Survey engagement activity. Participants were asked to listen to a sonification, mapped from oktas data, and click when they heard clouds. Upon each click, a cloud would appear at the time point relative to the audio file. The activities of listening and responding to sonifications served as references for measuring engagement, which was the primary focus of the survey. The accuracy of the participants' responses was not measured. Credit: Frontiers in Big Data (2023). DOI: 10.3389/fdata.2023.1206081

Jonathan Middleton, DMA, a professor of music theory and composition at Eastern Washington University, is the lead author of a newly-published study demonstrating how the transformation of digital data into sounds could be a game-changer in the growing world of data interpretation.

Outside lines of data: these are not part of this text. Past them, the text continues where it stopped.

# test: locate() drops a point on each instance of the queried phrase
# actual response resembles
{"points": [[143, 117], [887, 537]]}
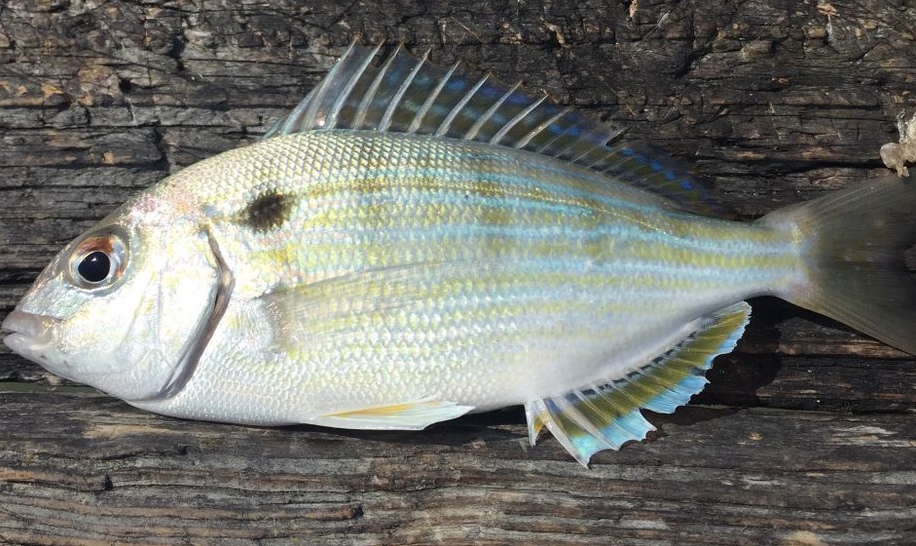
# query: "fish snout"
{"points": [[29, 334]]}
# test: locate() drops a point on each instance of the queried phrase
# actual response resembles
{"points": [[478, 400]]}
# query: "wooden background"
{"points": [[806, 436]]}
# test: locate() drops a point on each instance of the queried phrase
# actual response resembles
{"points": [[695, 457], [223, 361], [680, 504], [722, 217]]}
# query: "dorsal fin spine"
{"points": [[309, 119], [396, 100], [360, 116], [514, 121], [431, 99], [443, 128], [531, 134], [472, 132], [331, 121], [403, 93]]}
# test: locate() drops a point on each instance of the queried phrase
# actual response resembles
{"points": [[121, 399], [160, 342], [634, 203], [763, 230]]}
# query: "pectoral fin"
{"points": [[415, 415], [606, 414]]}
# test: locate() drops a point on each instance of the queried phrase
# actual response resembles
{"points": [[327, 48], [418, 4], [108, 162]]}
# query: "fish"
{"points": [[413, 243]]}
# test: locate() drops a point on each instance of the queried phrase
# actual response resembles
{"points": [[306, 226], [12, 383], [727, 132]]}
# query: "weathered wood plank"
{"points": [[78, 470]]}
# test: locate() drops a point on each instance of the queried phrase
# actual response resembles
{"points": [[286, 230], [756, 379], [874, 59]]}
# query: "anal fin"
{"points": [[605, 415], [415, 415]]}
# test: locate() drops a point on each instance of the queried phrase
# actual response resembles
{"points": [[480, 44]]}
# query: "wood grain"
{"points": [[805, 437]]}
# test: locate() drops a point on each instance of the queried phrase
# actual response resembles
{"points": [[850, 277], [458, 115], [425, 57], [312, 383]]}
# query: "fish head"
{"points": [[124, 306]]}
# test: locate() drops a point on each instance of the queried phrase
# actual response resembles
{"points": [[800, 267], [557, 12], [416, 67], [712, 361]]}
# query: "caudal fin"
{"points": [[854, 242]]}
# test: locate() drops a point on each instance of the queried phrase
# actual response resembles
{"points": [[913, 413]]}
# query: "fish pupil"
{"points": [[95, 267]]}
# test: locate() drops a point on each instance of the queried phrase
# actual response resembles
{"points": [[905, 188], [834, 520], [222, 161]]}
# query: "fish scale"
{"points": [[412, 243]]}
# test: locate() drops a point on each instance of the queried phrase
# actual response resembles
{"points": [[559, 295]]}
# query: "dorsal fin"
{"points": [[409, 95], [607, 415]]}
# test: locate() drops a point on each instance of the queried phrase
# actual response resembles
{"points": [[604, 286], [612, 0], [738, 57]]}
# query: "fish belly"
{"points": [[421, 268]]}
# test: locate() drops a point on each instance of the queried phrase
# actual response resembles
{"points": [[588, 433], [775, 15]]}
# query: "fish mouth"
{"points": [[29, 334]]}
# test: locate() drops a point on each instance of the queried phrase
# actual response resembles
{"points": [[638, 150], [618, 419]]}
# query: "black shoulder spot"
{"points": [[268, 211]]}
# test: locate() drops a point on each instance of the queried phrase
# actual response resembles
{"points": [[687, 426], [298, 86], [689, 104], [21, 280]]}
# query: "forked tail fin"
{"points": [[853, 242]]}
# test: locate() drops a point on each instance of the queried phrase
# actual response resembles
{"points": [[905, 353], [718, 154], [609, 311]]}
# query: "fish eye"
{"points": [[95, 267], [98, 261]]}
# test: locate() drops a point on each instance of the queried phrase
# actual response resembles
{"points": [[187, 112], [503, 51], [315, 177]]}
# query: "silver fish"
{"points": [[411, 244]]}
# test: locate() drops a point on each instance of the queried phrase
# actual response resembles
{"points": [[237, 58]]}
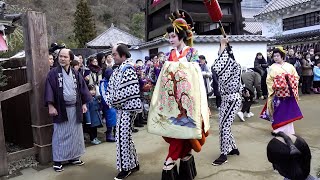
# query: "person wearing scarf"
{"points": [[95, 75]]}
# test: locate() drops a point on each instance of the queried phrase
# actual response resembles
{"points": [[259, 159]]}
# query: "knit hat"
{"points": [[182, 21], [291, 166]]}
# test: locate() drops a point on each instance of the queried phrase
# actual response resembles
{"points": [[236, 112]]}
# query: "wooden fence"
{"points": [[36, 48]]}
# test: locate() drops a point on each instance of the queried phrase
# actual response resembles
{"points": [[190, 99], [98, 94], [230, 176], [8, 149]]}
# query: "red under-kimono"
{"points": [[180, 148]]}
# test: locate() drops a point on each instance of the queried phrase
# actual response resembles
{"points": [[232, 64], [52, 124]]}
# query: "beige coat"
{"points": [[307, 68]]}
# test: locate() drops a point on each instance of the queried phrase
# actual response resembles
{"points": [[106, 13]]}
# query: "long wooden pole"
{"points": [[3, 150], [36, 48]]}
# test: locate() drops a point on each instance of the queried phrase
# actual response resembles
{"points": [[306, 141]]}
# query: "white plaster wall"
{"points": [[273, 26], [244, 52], [310, 28]]}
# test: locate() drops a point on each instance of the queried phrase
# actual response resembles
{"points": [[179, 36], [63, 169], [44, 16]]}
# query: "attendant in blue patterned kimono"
{"points": [[66, 95], [228, 71], [123, 93]]}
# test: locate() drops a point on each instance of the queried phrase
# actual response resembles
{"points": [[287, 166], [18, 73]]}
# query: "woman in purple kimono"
{"points": [[66, 95], [282, 82]]}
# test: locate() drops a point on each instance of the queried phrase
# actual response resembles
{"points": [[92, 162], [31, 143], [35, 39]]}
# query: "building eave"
{"points": [[313, 4]]}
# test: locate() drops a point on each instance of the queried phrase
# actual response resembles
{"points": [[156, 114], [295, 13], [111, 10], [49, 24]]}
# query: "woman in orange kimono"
{"points": [[180, 37]]}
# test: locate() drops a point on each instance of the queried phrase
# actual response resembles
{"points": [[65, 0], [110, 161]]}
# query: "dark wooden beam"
{"points": [[175, 5], [220, 1], [204, 17], [15, 91], [152, 9], [3, 149], [36, 48], [21, 154], [158, 32]]}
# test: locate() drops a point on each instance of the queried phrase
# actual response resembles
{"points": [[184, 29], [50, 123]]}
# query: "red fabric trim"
{"points": [[178, 148], [276, 126]]}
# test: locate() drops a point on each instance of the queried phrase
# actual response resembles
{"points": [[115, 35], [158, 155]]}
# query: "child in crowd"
{"points": [[316, 77], [109, 113], [93, 117], [75, 65]]}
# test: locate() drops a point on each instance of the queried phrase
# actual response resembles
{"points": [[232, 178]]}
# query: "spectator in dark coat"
{"points": [[215, 88], [307, 74], [251, 80], [261, 65]]}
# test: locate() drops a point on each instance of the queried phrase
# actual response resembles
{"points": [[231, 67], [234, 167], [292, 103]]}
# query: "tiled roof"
{"points": [[253, 27], [113, 36], [210, 39], [301, 37], [276, 5]]}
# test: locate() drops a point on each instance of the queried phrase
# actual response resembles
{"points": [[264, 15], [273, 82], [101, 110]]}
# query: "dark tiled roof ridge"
{"points": [[276, 5], [110, 29]]}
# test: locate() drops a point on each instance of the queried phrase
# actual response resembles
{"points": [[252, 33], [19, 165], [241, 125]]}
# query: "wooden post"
{"points": [[36, 49], [3, 149], [175, 5]]}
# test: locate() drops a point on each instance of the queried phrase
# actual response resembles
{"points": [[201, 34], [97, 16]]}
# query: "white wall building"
{"points": [[292, 22], [245, 48], [249, 8]]}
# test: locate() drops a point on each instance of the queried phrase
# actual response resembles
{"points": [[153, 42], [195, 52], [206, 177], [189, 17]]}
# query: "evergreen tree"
{"points": [[3, 78], [137, 25], [84, 26]]}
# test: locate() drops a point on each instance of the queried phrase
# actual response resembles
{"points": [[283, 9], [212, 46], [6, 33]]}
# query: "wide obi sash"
{"points": [[179, 103]]}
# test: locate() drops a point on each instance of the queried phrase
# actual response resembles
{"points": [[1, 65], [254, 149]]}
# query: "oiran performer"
{"points": [[179, 107]]}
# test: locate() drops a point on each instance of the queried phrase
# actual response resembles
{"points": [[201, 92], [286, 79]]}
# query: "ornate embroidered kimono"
{"points": [[179, 107], [67, 91], [229, 78], [123, 93], [282, 99]]}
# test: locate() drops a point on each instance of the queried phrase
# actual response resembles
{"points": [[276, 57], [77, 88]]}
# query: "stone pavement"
{"points": [[251, 137]]}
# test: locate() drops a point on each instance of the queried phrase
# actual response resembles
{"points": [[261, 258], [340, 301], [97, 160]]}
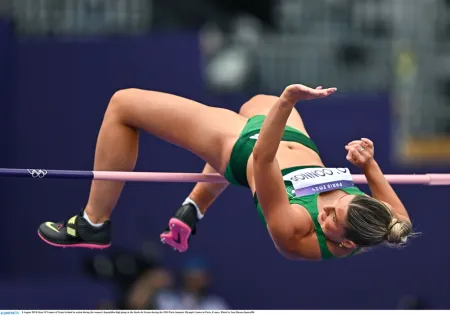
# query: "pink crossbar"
{"points": [[411, 179]]}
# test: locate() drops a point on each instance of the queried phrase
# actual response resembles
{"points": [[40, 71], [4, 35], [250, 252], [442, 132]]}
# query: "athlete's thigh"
{"points": [[208, 132], [261, 104]]}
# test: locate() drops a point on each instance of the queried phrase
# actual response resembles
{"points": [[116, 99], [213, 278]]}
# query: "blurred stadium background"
{"points": [[61, 60]]}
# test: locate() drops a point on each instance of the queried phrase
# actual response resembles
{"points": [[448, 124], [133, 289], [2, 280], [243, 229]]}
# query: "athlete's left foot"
{"points": [[76, 232], [180, 228]]}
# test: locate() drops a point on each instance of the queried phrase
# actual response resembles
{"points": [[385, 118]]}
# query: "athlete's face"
{"points": [[332, 220]]}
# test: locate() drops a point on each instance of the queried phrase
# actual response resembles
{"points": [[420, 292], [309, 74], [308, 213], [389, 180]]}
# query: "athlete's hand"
{"points": [[360, 152], [298, 92]]}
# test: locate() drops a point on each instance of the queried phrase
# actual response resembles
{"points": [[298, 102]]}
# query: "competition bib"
{"points": [[310, 181]]}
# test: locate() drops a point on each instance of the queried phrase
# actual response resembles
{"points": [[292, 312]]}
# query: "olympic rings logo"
{"points": [[37, 173]]}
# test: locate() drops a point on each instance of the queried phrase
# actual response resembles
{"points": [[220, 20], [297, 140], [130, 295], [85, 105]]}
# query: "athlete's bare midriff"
{"points": [[291, 154]]}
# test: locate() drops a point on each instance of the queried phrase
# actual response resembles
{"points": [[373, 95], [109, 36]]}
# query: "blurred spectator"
{"points": [[195, 290], [148, 287]]}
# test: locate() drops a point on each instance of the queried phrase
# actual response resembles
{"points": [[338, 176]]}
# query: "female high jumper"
{"points": [[311, 212]]}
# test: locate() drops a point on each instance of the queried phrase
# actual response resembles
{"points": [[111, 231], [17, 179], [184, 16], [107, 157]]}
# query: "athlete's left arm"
{"points": [[382, 190], [269, 183], [361, 154]]}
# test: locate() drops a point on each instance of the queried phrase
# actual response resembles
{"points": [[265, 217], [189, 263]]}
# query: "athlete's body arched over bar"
{"points": [[310, 211]]}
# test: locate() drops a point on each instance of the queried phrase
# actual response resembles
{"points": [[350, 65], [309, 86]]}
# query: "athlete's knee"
{"points": [[259, 100], [120, 102]]}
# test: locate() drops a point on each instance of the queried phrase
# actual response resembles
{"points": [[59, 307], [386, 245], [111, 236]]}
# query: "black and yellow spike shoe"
{"points": [[76, 232]]}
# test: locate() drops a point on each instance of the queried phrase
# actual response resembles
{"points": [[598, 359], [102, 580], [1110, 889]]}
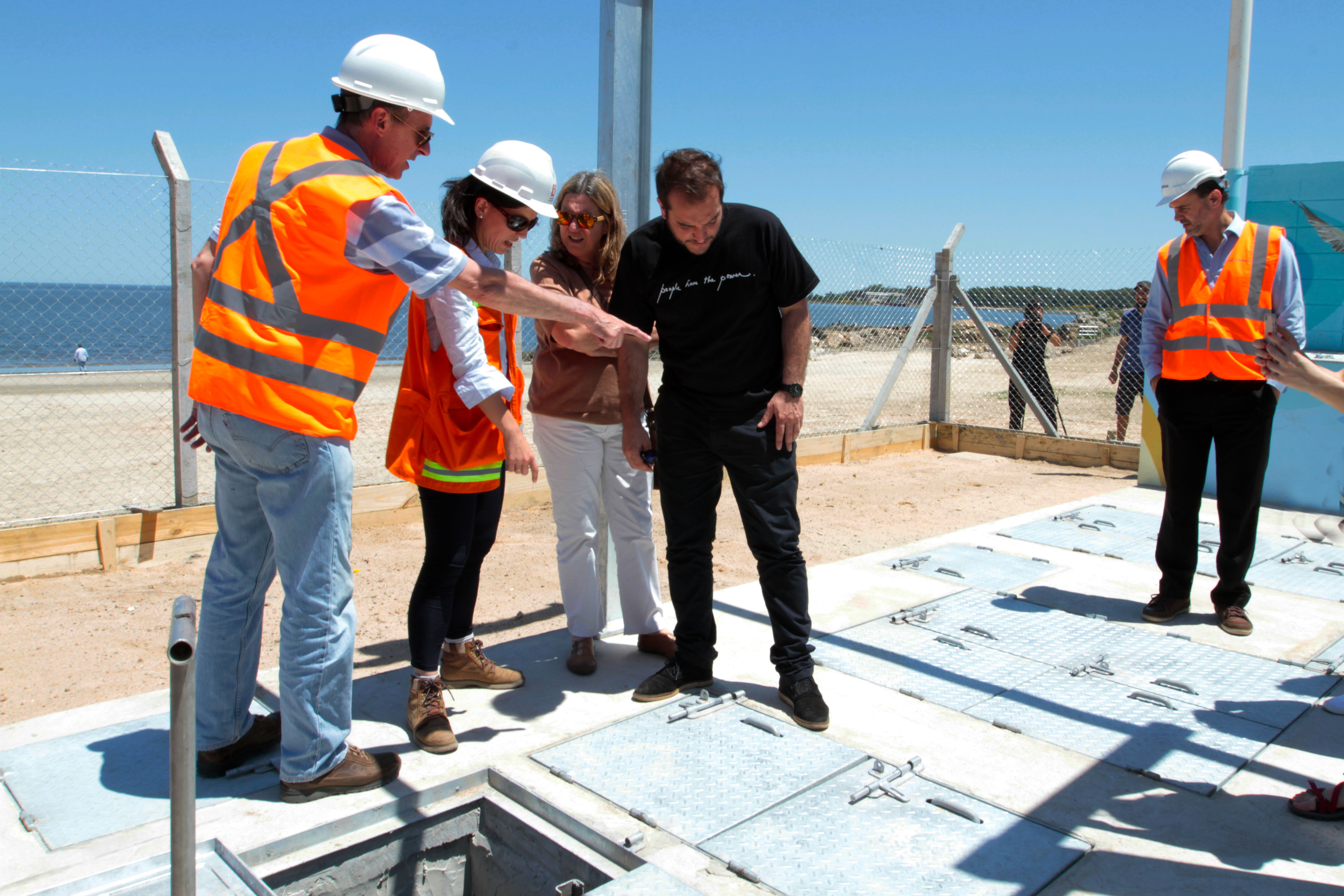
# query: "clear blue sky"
{"points": [[1039, 124]]}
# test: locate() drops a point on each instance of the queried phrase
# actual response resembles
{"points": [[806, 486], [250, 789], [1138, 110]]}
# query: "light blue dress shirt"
{"points": [[1287, 293]]}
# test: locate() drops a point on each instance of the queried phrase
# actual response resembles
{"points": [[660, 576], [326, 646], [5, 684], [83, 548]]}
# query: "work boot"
{"points": [[659, 643], [1234, 621], [1164, 609], [467, 667], [804, 698], [357, 773], [264, 735], [430, 730], [581, 661], [671, 680]]}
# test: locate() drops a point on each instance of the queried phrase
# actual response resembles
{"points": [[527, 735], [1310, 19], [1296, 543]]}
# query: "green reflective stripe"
{"points": [[278, 369]]}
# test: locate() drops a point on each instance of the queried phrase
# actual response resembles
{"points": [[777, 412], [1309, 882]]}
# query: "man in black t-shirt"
{"points": [[728, 291]]}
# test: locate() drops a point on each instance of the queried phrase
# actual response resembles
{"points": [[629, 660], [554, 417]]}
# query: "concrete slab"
{"points": [[1147, 837]]}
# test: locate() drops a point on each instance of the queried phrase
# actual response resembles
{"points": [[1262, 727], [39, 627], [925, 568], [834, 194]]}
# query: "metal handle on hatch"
{"points": [[1151, 698]]}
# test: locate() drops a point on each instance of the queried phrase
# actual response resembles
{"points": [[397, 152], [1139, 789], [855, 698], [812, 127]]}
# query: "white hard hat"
{"points": [[1189, 171], [521, 171], [396, 70]]}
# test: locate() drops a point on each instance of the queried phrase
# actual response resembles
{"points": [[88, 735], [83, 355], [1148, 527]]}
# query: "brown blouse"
{"points": [[566, 383]]}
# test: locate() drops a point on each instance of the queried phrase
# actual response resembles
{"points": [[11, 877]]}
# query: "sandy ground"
{"points": [[99, 443], [77, 640]]}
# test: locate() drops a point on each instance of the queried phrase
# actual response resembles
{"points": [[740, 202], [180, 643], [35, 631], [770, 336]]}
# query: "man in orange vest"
{"points": [[314, 258], [1217, 291]]}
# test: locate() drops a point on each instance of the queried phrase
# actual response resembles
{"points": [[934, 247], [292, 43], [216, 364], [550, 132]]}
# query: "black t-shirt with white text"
{"points": [[718, 314]]}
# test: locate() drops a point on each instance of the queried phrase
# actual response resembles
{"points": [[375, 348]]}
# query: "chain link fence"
{"points": [[85, 260]]}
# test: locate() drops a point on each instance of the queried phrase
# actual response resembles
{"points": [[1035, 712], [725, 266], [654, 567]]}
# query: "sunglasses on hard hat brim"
{"points": [[584, 221], [518, 224]]}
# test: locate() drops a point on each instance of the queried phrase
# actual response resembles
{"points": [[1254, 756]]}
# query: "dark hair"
{"points": [[359, 108], [691, 171], [459, 207], [1210, 186]]}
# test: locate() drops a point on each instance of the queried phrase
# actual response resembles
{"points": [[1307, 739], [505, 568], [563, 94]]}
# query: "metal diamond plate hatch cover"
{"points": [[1187, 746], [646, 880], [1021, 628], [1233, 683], [955, 672], [820, 845], [1312, 570], [697, 777], [975, 567]]}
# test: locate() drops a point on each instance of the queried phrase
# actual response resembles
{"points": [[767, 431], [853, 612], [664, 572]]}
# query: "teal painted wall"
{"points": [[1269, 201]]}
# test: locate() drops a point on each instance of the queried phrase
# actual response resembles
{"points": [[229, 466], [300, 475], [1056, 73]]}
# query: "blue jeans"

The analysis was conducted over three years with researchers from the Human-Computer Interaction Group at Finland's Tampere University.

Recently published in the journal Frontiers in Big Data, Dr. Middleton's research paper examines how he and his co-investigators were primarily concerned with showing how a custom-built "data-to-music" algorithm could enhance engagement with complex data points (in this instance those collected from Finnish weather records).

"In a where data gathering and interpretation have become embedded in our daily lives, researchers propose new perspectives for the experience of interpretation," says Middleton, who adds that this study validated what he calls a 'fourth' dimension in data through musical characteristics.

Sonification of clouds data collected from Finnish weather records. Credit: Jonathan Middleton

"Musical sounds can be a highly engaging art form in terms of pure listening entertainment and, as such, a powerful complement to theater, film, video games, sports and ballet. Since musical sounds can be highly engaging, this research offers new opportunities to understand and interpret data as well as through our aural senses."

For instance, imagine a simple one-dimensional view of your heart rate data on graph. Then imagine a three-dimensional view of your heart rate data reflected in numbers, colors and lines. Now, imagine a fourth dimension in which you can actually listen to that data. Middleton's research asks, which of those displays or dimensions help you understand the data?

For many people, in particular businesses that rely on data to meet consumer needs, this rigorous validation study shows which musical characteristics contribute the most to engagement with data. As Middleton sees it, the published article sets the foundation for using that in data analysis.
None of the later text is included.